Claude Dupuis

Je passe le flambeau!

21 Mai. 2014

Après quatre ans à la présidence de la FQCF, Alain Paradis me remplace. Il le fera aussi dans cette page. Je profite de mon dernier éditorial pour revenir sur le congrès.

Toujours aussi stimulant!

Le congrès est un moment important. C’est l’occasion pour se retrouver et faire le point sur l’évolution du contexte et de notre organisation. Nous en profitons pour approfondir un sujet qui nous préoccupe. Même si la situation du secteur est toujours alarmante, j’ai constaté avec plaisir que les représentants des coopératives étaient plus nombreux et plus enthousiastes.

Du contenu de grande valeur

La période d’ateliers est celle que je préfère du congrès. Elle nous donne l’occasion d’apprendre grâce à la contribution de personnes-ressources intéressantes. Son format est aussi très intéressant, tant par la durée que par la taille des groupes qui favorise les échanges entre les représentants des coopératives. La première vague d’ateliers, réservée aux membres était douloureuse, dans le sens où j’aurais voulu être dans toutes les salles. L’évolution de chaque projet en cours de la FQCF était présentée par les membres de l’équipe. Je constate que nous développons une expertise très pertinente pour les coopératives. Les autres ateliers qui couvraient un plus large spectre de sujets ont aussi été appréciés.
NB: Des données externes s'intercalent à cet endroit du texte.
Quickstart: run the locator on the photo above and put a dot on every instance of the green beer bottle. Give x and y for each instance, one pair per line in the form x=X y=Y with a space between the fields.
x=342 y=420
Merci à tous nos partenaires externes pour leur contribution. Mes attentes étaient très élevées pour les conférences autour de la thématique de l’entrepreneuriat forestier. Je suis malheureusement un peu resté sur ma faim. Considérant la longue période de crise que nous venons de traverser, les changements profonds qui découlent du nouveau régime forestier et l’importance des capitaux en jeu pour les entrepreneurs de récolte et de transport, il me semble normal et même nécessaire de se pencher sur leur environnement d’affaires. J’ai bien aimé la conférence de mon collègue Alain qui a donné une couleur coopérative à la notion d’entrepreneur général. Celle de Luc LeBel était aussi très bien. Il a bien décrit les différents modèles d’organisation et leurs avantages et mis en relief le potentiel du réseau. Celle de Jean-François Gingras était aussi formidable pour présenter le coffre d’outils complet pour aider la performance des entrepreneurs. Je ne m’explique cependant pas pourquoi le représentant de l’industrie forestière n’a pas accepté de contribuer au débat.

Mérites et conférences appréciés

Pas facile de tenir un congrès deux jours après les élections provinciales. Impossible d’avoir un ministre pour nous adresser la parole quand ils ne sont pas encore nommés. Cependant, Michel Jean, le directeur de la Direction du développement des coopératives du ministère des Finances et de l’Économie et Christyne Tremblay, sous-ministre du ministère des Ressources naturelles ont été formidables. Ils ont tous les deux rendus hommage à la Fédération, aux coopératives forestières et aux personnes qui en font partie. Ils ont souligné l’importance des coopératives dans le secteur forestier. Ils nous ont aussi assurés de leur support pour la prochaine année. C’était deux moments très sympathiques. La remise du Mérite coopératif à Robert Beauregard, le doyen de la Faculté de foresterie, de géographie et de géomatique de l’Université Laval a été très agréable. En lui remettant ce Mérite, la Fédération a souligné sa contribution soutenue aux réflexions des coopératives forestières, mais surtout l’apport de sa présidence du groupe de travail qui préparait le plan directeur du développement de la filière de la biomasse forestière. Le moment où nous avons remis le Mérite d’excellence à Gérald Beaulieu pour sa contribution au développement de la Coopérative forestière Ferland-Boileau et de tout le réseau était aussi très touchant.

Remerciements

Merci bien sûr à l’équipe de la Fédération pour l’organisation de ce congrès. Merci à mes collègues du conseil d’administration pour m’avoir élu président pendant ces quatre dernières années. Je l’ai fait avec plaisir, même si le contexte est loin d’avoir été toujours facile. Je retire de ce passage une expérience humaine enrichissante à côtoyer les autres acteurs du secteur forestier, mais surtout à obtenir une connaissance beaucoup plus intime de notre réseau et des personnes qui partagent les mêmes valeurs et qui lui donnent vie. Je souhaite bien sûr bonne chance à Alain Paradis qui prend la relève et en qui j’ai totalement confiance. Enfin, merci aux lecteurs qui ont suivi mes écrits et qui les ont même parfois commentés.